Even before 1967, the Israeli army had been carrying out routine incursions
into the West Bank, destroying poor people’s homes and killing innocent civilians, very much like what Israel has been doing in the Gaza Strip, the West Bank and Lebanon recently.
Yes, there were incursions. But they weren't routine.

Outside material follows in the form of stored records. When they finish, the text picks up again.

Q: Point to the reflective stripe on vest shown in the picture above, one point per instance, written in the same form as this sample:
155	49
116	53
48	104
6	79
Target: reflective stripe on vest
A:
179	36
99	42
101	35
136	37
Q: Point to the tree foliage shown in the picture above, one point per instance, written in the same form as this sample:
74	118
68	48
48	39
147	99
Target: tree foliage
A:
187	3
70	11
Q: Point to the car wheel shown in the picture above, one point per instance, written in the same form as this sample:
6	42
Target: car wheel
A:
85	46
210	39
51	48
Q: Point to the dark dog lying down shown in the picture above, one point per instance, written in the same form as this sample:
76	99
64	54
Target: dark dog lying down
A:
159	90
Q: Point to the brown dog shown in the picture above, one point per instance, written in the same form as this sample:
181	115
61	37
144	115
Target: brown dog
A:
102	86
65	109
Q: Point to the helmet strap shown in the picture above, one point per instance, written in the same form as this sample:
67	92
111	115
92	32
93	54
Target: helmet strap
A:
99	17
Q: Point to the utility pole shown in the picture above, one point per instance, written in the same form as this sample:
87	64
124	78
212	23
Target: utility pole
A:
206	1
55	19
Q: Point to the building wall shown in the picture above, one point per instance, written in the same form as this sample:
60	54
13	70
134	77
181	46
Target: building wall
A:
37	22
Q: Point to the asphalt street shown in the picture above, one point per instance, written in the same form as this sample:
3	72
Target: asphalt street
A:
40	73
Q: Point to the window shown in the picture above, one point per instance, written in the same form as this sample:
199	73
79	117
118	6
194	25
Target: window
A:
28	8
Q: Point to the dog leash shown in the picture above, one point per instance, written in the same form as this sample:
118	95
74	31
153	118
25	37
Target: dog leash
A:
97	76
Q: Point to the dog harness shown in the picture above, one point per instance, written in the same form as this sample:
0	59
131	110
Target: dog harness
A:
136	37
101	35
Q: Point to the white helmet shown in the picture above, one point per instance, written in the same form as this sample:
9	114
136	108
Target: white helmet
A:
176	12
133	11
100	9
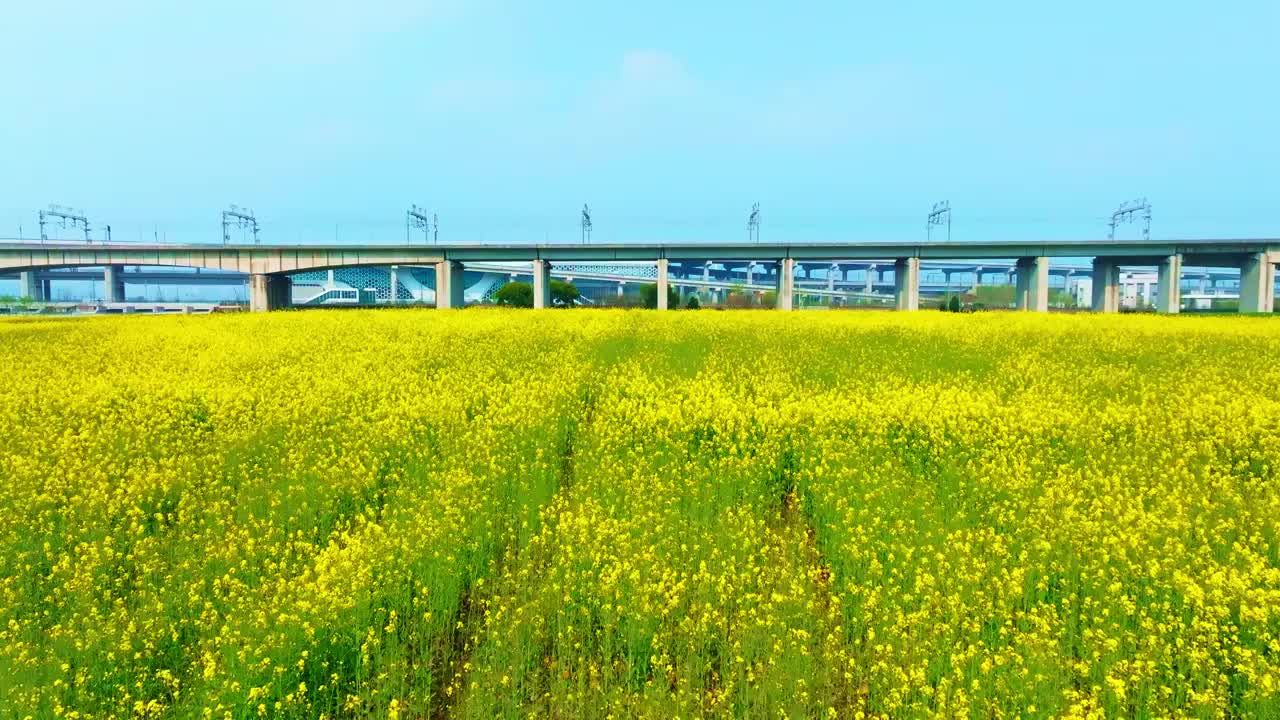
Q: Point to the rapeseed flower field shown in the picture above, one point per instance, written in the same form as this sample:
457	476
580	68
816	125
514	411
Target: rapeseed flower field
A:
624	514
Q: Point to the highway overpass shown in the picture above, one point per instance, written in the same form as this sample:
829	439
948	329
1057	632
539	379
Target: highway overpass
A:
268	268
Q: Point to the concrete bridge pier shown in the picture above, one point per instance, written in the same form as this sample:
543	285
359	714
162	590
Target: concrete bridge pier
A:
1031	290
1257	283
906	283
662	283
1106	286
542	283
786	281
31	286
449	285
1169	297
113	283
269	292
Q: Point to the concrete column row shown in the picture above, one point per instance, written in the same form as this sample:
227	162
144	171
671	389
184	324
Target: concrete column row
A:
269	292
1257	283
786	283
449	285
31	286
906	283
113	283
1031	286
1169	292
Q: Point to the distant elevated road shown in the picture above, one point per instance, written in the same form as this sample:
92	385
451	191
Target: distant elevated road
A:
268	267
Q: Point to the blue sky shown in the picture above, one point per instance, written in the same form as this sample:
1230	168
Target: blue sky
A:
846	121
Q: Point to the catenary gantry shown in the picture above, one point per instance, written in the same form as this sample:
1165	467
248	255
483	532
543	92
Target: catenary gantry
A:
268	267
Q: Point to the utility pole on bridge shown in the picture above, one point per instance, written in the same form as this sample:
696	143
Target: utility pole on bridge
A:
65	217
415	218
1128	213
240	218
940	215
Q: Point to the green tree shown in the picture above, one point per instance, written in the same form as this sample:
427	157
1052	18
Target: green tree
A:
515	295
649	296
565	294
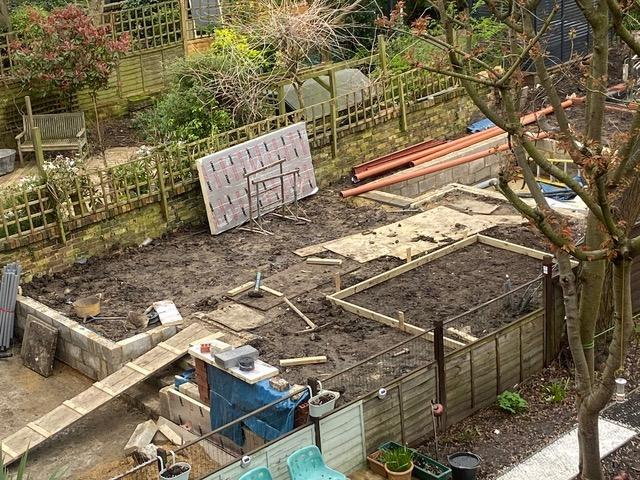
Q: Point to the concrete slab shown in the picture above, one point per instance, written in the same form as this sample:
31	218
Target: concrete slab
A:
559	460
39	346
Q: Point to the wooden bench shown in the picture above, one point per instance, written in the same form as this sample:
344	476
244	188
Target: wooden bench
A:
59	131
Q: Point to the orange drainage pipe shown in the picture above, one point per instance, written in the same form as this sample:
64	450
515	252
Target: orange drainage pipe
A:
393	179
449	146
423	146
526	120
419	158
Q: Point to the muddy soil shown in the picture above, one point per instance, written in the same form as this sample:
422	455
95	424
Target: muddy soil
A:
503	439
194	268
452	285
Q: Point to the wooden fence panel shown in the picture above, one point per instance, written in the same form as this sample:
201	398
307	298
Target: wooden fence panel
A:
485	378
458	376
342	439
416	393
508	349
532	345
382	420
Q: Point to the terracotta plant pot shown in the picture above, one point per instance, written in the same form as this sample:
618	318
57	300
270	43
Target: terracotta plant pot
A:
406	475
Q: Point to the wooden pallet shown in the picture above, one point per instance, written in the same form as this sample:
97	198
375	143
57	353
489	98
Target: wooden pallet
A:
60	418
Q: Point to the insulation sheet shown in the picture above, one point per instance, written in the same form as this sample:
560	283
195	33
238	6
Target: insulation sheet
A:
223	176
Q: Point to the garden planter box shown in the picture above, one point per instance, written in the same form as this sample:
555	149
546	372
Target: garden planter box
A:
424	468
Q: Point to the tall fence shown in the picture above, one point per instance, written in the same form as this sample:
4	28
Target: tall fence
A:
413	373
170	170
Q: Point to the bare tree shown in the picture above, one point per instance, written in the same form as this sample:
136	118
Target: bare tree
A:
609	165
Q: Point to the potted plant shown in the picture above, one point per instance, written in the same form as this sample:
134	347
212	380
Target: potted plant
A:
398	463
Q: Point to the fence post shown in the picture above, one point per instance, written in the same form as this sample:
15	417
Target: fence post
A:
549	309
333	85
403	106
184	25
438	353
163	190
382	53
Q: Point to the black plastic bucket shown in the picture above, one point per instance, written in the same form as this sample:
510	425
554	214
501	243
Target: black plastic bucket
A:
464	465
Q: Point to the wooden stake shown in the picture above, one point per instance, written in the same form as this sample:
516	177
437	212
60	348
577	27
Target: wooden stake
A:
299	313
401	320
291	362
337	281
323	261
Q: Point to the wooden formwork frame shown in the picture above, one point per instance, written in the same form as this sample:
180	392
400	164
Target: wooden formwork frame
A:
338	298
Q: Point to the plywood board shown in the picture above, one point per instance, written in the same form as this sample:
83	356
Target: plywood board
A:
296	280
238	317
423	232
223	176
39	346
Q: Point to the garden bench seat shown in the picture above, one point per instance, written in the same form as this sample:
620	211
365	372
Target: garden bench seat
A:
308	464
59	131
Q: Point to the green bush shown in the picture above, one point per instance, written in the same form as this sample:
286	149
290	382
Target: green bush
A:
182	115
556	391
512	402
397	459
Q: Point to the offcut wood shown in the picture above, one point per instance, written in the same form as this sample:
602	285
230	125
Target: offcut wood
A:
292	362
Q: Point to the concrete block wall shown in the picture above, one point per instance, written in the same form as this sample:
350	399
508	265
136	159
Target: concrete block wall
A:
85	350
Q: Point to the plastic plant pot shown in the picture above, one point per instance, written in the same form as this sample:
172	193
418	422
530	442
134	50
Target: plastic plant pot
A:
322	403
464	465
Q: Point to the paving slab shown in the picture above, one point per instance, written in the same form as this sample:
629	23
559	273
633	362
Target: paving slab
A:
559	460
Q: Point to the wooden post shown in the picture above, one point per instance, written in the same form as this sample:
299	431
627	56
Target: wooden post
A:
382	53
333	85
549	310
403	106
438	353
337	281
184	25
163	190
37	146
282	105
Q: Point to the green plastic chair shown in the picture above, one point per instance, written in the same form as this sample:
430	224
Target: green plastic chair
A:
308	464
258	473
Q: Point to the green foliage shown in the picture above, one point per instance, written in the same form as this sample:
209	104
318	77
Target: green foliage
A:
512	402
556	391
183	114
397	459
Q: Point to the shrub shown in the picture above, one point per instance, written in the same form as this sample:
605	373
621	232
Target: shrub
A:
182	115
556	391
65	51
397	459
512	402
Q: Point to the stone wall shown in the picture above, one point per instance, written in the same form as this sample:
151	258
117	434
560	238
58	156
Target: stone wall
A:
84	349
445	116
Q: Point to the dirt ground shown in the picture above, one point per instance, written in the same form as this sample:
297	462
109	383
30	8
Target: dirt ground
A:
194	268
450	285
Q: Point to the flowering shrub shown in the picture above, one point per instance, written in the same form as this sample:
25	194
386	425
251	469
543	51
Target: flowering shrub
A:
65	51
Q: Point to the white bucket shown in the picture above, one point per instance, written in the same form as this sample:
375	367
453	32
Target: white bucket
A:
320	410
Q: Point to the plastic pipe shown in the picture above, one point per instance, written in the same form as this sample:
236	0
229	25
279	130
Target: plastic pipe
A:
393	179
419	158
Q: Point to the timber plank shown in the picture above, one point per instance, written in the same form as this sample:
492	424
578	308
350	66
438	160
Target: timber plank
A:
98	394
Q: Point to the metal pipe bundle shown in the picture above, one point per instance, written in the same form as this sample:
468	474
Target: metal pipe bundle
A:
8	293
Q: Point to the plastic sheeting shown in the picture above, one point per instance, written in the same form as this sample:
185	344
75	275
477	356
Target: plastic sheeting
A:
231	398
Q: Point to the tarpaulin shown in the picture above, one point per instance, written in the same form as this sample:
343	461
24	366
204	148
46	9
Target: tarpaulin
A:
231	398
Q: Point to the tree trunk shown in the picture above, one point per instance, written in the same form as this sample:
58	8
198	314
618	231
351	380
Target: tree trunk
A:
588	440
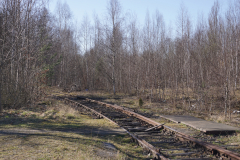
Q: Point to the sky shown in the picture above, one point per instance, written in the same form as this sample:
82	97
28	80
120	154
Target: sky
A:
168	8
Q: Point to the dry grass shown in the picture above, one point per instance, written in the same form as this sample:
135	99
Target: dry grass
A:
56	131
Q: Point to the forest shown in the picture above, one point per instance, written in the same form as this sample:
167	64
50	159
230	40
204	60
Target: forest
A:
113	53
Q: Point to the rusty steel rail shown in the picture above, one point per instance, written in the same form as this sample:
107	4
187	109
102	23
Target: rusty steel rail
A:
140	141
216	150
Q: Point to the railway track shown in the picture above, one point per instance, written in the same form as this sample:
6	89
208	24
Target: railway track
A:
161	141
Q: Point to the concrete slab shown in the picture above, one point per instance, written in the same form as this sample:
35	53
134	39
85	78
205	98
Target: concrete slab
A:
202	125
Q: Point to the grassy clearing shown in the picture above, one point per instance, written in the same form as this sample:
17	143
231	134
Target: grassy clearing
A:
156	108
53	130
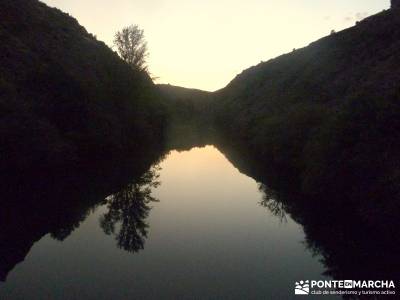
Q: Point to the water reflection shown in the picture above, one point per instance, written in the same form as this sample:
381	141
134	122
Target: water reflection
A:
128	210
348	247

They were responses and reprisals for Arab fedayeen and later, PLO/Fatah, terror raids against Israeli civilians. That is the only similarity with today: routine Arab terror attacks.
Background:
(1)
This wave of attacks on Israel became more organized in the form of
Palestinian Arab terrorist groups, called "fedayeen" (peasants who were deemed
"Men of Sacrifice" or "Suicide Fighters"), who began to conduct raids against the Israeli civilian population by 1951. The fedayeen operated from bases in the territories surrounding Israel: Egypt, Lebanon and Jordan. They were trained and
equipped, primarily by Egyptian Intelligence, to engage in hostile action on the
border and infiltrate Israel to commit acts of sabotage and murder. The fedayeen
operated mainly from locations in Jordan, so that Jordan would bear the brunt of
Israel's retaliation, which inevitably followed.
In the period 1951-1956, hundreds of fedayeen attacks were carried out against Israel; over 400 Israelis were killed and 900 injured. The IDF reacted in a series of "Reprisal Operations" many of which were carried out by infantry units, paratroopers and the special anti-terrorism Unit 101.
The fedayeen acts of terror, supported by the Arab countries led, eventually, to the outbreak of the Sinai Campaign.
The fedayeen terrorist attacks violated provision of the UN-brokered
1949 Armistice Agreement that prohibited the initiation of hostilities by
paramilitary forces. The Arab countries were never condemmed by the UN for their
acts -- it was only Israel that was condemned by the UN Security Council for its
counterattacks.
(2)
According to the Jewish Agency for Israel between 1951 and 1956, 400 Israelis were killed and 900 wounded in fedayeen attacks. Dozens of these attacks are today cited by the Israeli government as "Major Arab Terrorist Attacks against Israelis prior to the 1967 Six-Day War".